The British Medical Association (BMA), the doctors professional body and union, which provides consultants who want to go into private practice with advice, said that contracts made clear there should be no conflict of interest with NHS work, and that consultants who wanted to work privately must first offer to do extra NHS work, and consider the NHS “the priority”.

Going into private practice can be extremely lucrative, but also comes with costs including private medical insurance. Specialist medical accountants Stanbridge Associates recommended in 2012 that any doctors bringing in less than £20,000 a year in private practice would likely earn more by doing extra NHS lists.

The UK market in private acute hospital care was worth an estimated £7bn in 2013, according to analysts LangBuisson.

In recent years some NHS hospitals have begun offering additional paid-for services themselves, sometimes with a view to holding on to consultants who might otherwise start working in the private sectors.

Dr Louise Irvine, a London GP who is also campaigning against the link between private healthcare and the NHS, and standing in the election for the National Health Action Party in South West Surrey said: “As long as NHS doctors do their private work wholly in their own time so it does not encroach on or harm their NHS work then we have no real objection.

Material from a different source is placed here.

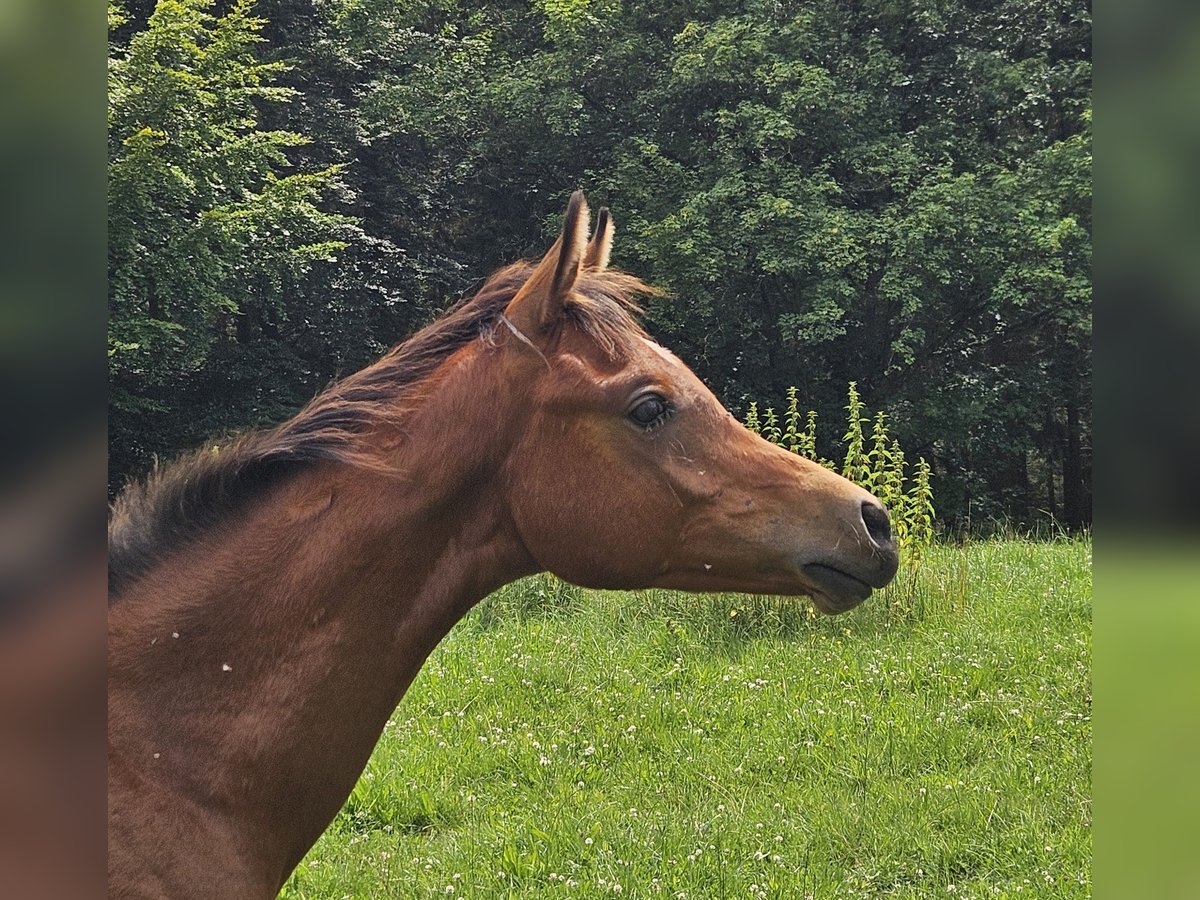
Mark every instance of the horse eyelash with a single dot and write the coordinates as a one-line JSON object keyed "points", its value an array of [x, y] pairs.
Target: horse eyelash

However in practice it's difficult to keep the two areas separate so we would call for better regulation and accountability on this issue.”

A BMA spokesperson said: “There should be no conflict of interest between NHS and private work, and this principle is contained in consultants’ employment contracts. Consultants who want to do private work must first offer to do extra work for the NHS, ensuring NHS work is the priority.”